Ankerst Donna P, Koniarski Tim, Liang Yuanyuan, Leach Robin J, Feng Ziding, Sanda Martin G, Partin Alan W, Chan Daniel W, Kagan Jacob, Sokoll Lori, Wei John T, Thompson Ian M
Department of Mathematics, Technische Universitaet Muenchen, Unit M4, Boltzmannstr 3, 85748 Garching b. Munich, Germany.
Biom J. 2012 Jan;54(1):127-42. doi: 10.1002/bimj.201100062. Epub 2011 Nov 17.
Online risk prediction tools for common cancers are now easily accessible and widely used by patients and doctors for informed decision-making concerning screening and diagnosis. A practical problem is as cancer research moves forward and new biomarkers and risk factors are discovered, there is a need to update the risk algorithms to include them. Typically, the new markers and risk factors cannot be retrospectively measured on the same study participants used to develop the original prediction tool, necessitating the merging of a separate study of different participants, which may be much smaller in sample size and of a different design. Validation of the updated tool on a third independent data set is warranted before the updated tool can go online. This article reports on the application of Bayes rule for updating risk prediction tools to include a set of biomarkers measured in an external study to the original study used to develop the risk prediction tool. The procedure is illustrated in the context of updating the online Prostate Cancer Prevention Trial Risk Calculator to incorporate the new markers %freePSA and [-2]proPSA measured on an external case-control study performed in Texas, U.S.. Recent state-of-the art methods in validation of risk prediction tools and evaluation of the improvement of updated to original tools are implemented using an external validation set provided by the U.S. Early Detection Research Network.

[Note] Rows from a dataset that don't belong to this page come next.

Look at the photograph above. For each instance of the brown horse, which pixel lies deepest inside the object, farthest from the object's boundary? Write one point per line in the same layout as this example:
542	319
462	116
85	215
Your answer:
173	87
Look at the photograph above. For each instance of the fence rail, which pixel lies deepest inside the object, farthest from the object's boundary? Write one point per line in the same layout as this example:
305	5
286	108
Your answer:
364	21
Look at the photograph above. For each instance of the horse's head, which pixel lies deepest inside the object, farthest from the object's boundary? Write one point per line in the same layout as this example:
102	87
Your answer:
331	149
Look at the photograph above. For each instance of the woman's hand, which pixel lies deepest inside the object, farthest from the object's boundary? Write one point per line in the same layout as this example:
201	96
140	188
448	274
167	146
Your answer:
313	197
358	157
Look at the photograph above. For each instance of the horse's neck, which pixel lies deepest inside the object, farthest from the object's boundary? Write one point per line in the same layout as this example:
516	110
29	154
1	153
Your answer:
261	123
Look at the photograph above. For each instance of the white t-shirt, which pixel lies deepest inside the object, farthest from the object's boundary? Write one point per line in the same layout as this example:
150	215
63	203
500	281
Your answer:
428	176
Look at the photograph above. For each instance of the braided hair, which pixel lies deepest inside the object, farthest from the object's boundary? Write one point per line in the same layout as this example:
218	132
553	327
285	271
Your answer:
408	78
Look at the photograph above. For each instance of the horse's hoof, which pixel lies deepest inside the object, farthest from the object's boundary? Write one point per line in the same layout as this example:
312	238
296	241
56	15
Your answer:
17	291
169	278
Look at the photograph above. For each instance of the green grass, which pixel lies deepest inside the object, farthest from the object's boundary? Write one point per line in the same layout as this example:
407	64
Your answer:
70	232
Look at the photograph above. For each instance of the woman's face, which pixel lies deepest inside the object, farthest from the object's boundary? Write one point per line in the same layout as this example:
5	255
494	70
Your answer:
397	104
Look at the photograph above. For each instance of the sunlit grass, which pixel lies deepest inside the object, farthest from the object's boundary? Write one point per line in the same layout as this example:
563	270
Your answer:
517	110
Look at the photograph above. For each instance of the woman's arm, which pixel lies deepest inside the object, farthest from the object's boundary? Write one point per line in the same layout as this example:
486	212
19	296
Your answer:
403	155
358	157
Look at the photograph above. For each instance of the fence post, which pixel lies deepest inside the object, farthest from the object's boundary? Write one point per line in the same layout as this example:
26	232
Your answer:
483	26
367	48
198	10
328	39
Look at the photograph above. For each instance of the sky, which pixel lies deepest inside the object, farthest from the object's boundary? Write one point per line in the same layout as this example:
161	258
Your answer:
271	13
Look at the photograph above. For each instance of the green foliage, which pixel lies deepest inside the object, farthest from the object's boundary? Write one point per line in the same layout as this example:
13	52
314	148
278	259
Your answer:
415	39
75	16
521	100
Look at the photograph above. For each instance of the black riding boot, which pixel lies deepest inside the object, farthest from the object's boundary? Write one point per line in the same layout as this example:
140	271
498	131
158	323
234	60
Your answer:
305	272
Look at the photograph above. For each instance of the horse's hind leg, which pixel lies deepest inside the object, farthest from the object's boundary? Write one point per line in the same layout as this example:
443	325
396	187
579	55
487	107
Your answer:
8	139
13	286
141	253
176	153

常见癌症的在线风险预测工具现在很容易获取,患者和医生广泛使用这些工具来做出有关筛查和诊断的明智决策。一个实际问题是,随着癌症研究的推进以及新的生物标志物和风险因素被发现,需要更新风险算法以将它们纳入其中。通常,新的标志物和风险因素无法在用于开发原始预测工具的同一研究参与者身上进行回顾性测量,因此需要合并一项针对不同参与者的单独研究,而该研究的样本量可能小得多且设计不同。在更新后的工具上线之前,有必要在第三个独立数据集上对其进行验证。本文报告了贝叶斯规则在更新风险预测工具中的应用,即将在一项外部研究中测量的一组生物标志物纳入用于开发风险预测工具的原始研究中。该程序在更新在线前列腺癌预防试验风险计算器以纳入在美国德克萨斯州进行的一项外部病例对照研究中测量的新标志物%游离前列腺特异性抗原和[-2]前列腺特异性抗原的背景下进行了说明。使用美国早期检测研究网络提供的外部验证集,实施了风险预测工具验证和更新工具相对于原始工具改进评估方面的最新先进方法。